Hello, and thank you for your interest in contributing to openScope! Please take a minute to review our Contribution Guidelines, as this will result in getting your issue resolved or pull request merged faster.
Here at openScope, we use multiple tools for development, the basics being Git and Node (see the quick start guide in our README file for help). Please use eslint to ensure your code conforms to our conventions. Hit us up on slack if you need help getting this set up.
To make work sharing and collaboration easier, we heavily prefer to add you to the organization, so you can keep your branch directly on the [openscope/openscope] repository instead of using forks. There is nothing stopping you from also having a fork, but all pull requests must originate from a branch in the main repository. Pull requests originating from user forked repositories will closed, copied to a new branch on openscope/openscope
and reopened there.
For access to the repository, contact Nate Geslin or Erik Quinn via slack. After you join, you will be able to push your branch to the main repository.
Every pull request on openScope has a corresponding issue that describes the work to be done, and a category that it falls into. If no issue exists for the planned changes, create a new one. Remember to keep each issue and pull request focused and specific, and keep the PR changes focused on the changes planned by the issue. Generally, the smaller they are, the sooner they're merged.
Branch names should take the format of category/issuenumber
(see our git flow document for more information).
So we can see what other team members are working on, we push branches to the main repo and open "work-in-progress" pull requests right away. Open up a pull request (using base of develop
) on the GitHub website with a label of WIP
(work-in-progress) and go about making your changes.
Once you're finished and your PR is ready, remove the WIP
label and request a review from...
- Airport/Aircraft file changes -
airport-reviewers
team (or specific people as needed) - Code related and all other changes -
code-reviewers
team (or specific people as needed)
Other contributors will leave reviews on your work, pointing out items you'll need to change. There are often many rounds of reviews. Once they approve your pull request, a repo admin will merge your changes into the develop
branch. We all test this branch at the end of every month, fix anything that broke, and update the website to that new version on the first of every month.

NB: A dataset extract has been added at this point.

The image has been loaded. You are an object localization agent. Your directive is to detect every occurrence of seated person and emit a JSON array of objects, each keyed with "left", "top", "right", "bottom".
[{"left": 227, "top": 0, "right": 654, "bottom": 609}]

For all commit messages, please:
- prefix with the branch name
- use the present tense
- keep it brief, but descriptive
Example: documentation/723 - Add contribution guidelines file
More information on our processes and file formats can be found in the documentation folder. If you have any questions, send us a message on slack, and we're always happy to help! We are a large, global team, so somebody is always awake and around to help you out.
We really appreciate your willingness to put your time into improving openScope! It is thanks to our dedicated contributors that the simulator continues to grow and improve every month.